Fliss’ life in Green Brook is quiet and safe – the government’s No Second Chances crackdown on crime doesn’t really affect her small farming town. That is until the shock arrival of a young man on the run, who knows her secret. Albey is the child Fliss illegally terminated two decades before, implanted into female prisoners in the remote and forgotten West Australian mining town of Barren Creek.

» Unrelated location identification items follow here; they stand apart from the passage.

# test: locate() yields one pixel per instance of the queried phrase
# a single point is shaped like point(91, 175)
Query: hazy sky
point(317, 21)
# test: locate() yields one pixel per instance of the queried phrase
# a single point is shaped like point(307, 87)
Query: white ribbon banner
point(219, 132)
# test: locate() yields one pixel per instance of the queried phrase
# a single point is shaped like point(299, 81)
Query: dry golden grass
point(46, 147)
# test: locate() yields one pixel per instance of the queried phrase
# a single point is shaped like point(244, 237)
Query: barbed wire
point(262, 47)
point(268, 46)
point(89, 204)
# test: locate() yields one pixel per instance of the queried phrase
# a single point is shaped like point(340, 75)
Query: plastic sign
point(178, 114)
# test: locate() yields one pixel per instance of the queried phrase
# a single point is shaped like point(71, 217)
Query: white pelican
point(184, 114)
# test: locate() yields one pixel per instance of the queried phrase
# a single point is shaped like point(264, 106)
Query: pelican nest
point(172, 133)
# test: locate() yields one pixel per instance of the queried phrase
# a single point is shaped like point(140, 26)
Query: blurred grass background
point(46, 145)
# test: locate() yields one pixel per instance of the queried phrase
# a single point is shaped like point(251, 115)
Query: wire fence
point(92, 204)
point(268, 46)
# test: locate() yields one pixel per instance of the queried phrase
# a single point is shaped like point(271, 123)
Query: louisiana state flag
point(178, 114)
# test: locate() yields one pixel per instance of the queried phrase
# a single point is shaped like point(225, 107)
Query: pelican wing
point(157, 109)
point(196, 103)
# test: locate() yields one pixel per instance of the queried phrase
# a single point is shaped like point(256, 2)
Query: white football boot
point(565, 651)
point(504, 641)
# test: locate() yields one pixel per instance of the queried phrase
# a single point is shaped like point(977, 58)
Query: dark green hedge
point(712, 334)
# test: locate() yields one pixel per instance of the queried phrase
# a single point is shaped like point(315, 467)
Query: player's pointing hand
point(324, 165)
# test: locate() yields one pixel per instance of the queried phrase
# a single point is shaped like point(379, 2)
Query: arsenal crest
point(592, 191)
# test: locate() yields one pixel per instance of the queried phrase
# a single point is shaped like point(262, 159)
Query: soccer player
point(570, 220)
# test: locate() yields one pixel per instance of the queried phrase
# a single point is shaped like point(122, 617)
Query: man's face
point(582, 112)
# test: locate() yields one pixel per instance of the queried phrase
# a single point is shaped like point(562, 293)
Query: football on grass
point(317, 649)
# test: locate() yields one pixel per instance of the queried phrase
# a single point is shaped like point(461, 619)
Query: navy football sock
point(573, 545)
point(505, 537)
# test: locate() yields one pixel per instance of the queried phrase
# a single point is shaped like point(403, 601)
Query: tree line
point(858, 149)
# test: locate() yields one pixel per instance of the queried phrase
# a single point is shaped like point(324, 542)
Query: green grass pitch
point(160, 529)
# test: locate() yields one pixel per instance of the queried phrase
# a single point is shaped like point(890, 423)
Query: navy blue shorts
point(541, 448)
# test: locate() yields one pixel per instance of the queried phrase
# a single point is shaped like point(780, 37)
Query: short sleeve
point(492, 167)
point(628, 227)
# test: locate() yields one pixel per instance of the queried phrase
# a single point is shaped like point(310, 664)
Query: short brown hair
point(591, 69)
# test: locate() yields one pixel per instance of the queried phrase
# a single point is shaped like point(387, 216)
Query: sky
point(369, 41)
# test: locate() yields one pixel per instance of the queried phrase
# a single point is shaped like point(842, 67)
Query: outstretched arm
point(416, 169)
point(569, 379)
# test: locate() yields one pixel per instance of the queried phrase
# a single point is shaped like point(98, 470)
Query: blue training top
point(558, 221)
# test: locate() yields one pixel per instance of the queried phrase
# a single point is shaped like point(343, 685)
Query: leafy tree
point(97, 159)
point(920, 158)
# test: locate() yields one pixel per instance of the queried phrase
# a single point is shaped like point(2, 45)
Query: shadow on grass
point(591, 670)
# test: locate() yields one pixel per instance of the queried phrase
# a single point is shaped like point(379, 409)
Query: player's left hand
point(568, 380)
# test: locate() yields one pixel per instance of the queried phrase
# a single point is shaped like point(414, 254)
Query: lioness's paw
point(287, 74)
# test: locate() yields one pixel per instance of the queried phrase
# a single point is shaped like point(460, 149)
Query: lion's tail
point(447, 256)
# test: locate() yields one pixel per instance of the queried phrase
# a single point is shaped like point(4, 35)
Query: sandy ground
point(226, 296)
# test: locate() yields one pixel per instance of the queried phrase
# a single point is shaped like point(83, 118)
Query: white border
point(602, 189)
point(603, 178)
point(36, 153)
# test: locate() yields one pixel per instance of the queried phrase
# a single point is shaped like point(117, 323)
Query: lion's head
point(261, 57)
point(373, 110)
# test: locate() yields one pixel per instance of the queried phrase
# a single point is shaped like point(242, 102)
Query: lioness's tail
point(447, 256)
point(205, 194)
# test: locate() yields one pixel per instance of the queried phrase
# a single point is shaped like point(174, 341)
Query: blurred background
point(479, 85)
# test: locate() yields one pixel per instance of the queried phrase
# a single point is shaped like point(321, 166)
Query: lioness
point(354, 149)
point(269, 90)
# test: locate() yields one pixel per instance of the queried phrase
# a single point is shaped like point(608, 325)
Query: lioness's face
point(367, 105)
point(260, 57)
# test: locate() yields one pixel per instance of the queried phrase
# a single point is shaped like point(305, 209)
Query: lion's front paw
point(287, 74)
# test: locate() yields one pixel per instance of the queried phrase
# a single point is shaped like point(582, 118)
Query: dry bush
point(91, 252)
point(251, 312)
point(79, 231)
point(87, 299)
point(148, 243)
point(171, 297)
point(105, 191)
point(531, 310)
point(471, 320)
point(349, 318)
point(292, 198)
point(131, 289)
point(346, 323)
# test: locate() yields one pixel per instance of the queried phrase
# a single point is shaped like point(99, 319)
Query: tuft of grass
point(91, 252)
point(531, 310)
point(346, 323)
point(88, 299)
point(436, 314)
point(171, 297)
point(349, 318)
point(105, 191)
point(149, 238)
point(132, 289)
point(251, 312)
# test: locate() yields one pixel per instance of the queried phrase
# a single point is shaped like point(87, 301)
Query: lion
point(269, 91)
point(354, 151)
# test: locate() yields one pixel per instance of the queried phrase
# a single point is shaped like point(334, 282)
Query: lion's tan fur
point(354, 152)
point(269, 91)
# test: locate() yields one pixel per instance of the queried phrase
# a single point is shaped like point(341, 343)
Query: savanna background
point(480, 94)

Not knowing who to trust and with Albey’s captors on their tail, Fliss flees Green Brook and follows Albey to Barren Creek, where she uncovers the startling truth behind the detention and exploitation of both women and unborns, risking her own freedom in the process.
‘Damn it!’ Fliss pressed down hard on the kitchen soap dispenser, to no avail. She glanced at her upturned palms, blackened and waxy from checking on her newest lambs. Her slim fingers looked aged, the creases and valleys highlighted by traces of dirt, sealed to the skin by lanolin. Black grit lay embedded beneath her nails.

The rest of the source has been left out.